Walton Ford, whose Tigers of Wrath exhibit at the Brooklyn Museum blew me away last year is an artist I always keep an eye out for in Time Out or New York Magazine. Seeing his humongous odd Audubon paintings in person is extraordinary. Even a small, intimate show like the recently closed show at Paul Kasmin Gallery which consisted of two rooms with three epic paintings in each, is overwhelmingly beautiful.
The first painting to catch your eye is of two dwarf emus fighting with a country estate in the background. Like all his paintings, the brush stroke details are mesmerizing, in this particular case, the blood dripping from the emu's talons.
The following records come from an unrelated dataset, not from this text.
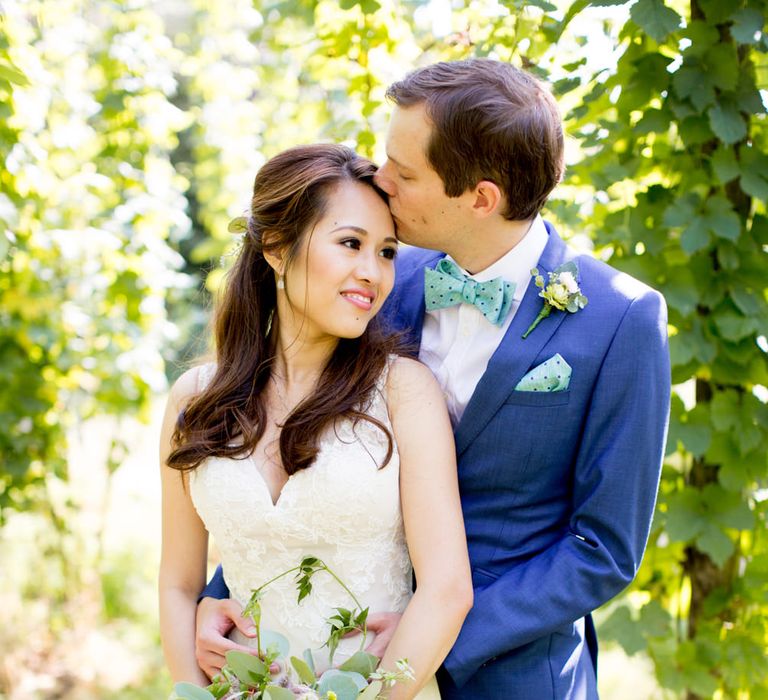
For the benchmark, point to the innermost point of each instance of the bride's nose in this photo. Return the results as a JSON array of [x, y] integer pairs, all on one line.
[[368, 268]]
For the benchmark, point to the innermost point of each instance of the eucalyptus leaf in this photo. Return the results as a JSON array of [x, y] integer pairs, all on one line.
[[306, 674], [342, 683], [246, 667], [275, 692], [274, 640], [188, 691], [372, 691], [362, 663]]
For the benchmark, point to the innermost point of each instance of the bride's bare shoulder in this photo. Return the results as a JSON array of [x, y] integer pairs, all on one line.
[[411, 383]]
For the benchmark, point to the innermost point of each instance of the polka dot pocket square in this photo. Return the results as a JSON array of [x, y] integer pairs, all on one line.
[[552, 375]]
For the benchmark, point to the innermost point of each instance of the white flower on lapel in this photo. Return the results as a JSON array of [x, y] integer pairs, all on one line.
[[561, 292]]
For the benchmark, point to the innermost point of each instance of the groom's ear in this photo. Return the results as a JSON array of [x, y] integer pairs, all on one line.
[[488, 198]]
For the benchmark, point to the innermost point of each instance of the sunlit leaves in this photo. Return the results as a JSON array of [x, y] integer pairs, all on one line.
[[655, 18], [689, 141], [747, 25], [727, 122]]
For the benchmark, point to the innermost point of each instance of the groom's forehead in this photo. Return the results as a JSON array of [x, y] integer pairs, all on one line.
[[407, 138]]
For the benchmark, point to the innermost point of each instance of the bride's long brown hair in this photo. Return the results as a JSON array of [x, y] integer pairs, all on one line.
[[228, 417]]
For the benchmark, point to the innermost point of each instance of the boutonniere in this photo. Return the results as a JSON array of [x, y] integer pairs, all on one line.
[[560, 293]]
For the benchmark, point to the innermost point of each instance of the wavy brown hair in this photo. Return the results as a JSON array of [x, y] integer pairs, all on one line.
[[228, 417], [490, 121]]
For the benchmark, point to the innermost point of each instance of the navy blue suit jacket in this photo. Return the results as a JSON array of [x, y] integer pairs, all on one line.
[[558, 489]]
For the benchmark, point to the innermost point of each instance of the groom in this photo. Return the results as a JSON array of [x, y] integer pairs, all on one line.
[[559, 425]]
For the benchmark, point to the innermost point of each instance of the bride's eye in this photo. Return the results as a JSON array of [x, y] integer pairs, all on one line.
[[353, 243]]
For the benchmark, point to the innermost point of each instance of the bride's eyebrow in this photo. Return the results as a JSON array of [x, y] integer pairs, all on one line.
[[362, 232]]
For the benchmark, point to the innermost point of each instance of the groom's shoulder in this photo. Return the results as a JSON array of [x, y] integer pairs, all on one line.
[[613, 291], [411, 260]]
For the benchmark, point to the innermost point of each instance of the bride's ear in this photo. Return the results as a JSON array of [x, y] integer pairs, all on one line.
[[276, 260]]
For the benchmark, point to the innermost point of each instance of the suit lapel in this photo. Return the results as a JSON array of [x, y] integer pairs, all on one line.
[[514, 355]]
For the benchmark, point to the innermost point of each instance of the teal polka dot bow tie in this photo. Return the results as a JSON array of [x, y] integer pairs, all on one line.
[[447, 285]]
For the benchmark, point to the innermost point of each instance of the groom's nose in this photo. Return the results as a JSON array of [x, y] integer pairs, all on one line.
[[384, 181]]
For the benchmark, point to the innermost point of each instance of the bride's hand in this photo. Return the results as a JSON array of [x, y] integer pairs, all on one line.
[[383, 625], [215, 619]]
In the same room hangs the fantastic triptych titled Loss of the Lisbon Rhinoceros, where a giant scaly rhino fights with the elements in a sinking ship. In the next room another triptych portrays a German bison in a snowy field. A pastel, but eerie sunset colors the far background with bones and torturous looking posts dotting the scene.
My most favorite painting is Scipio and the Bear, a dreamlike painting that at first seems to depict three bears flying though the air. On closer inspection, the narrative become clear. The bears, rather than flying are actually being hunted and have climbed a tree in an attempt to escape, but the hunters have set the tree aflame. Breathtaking.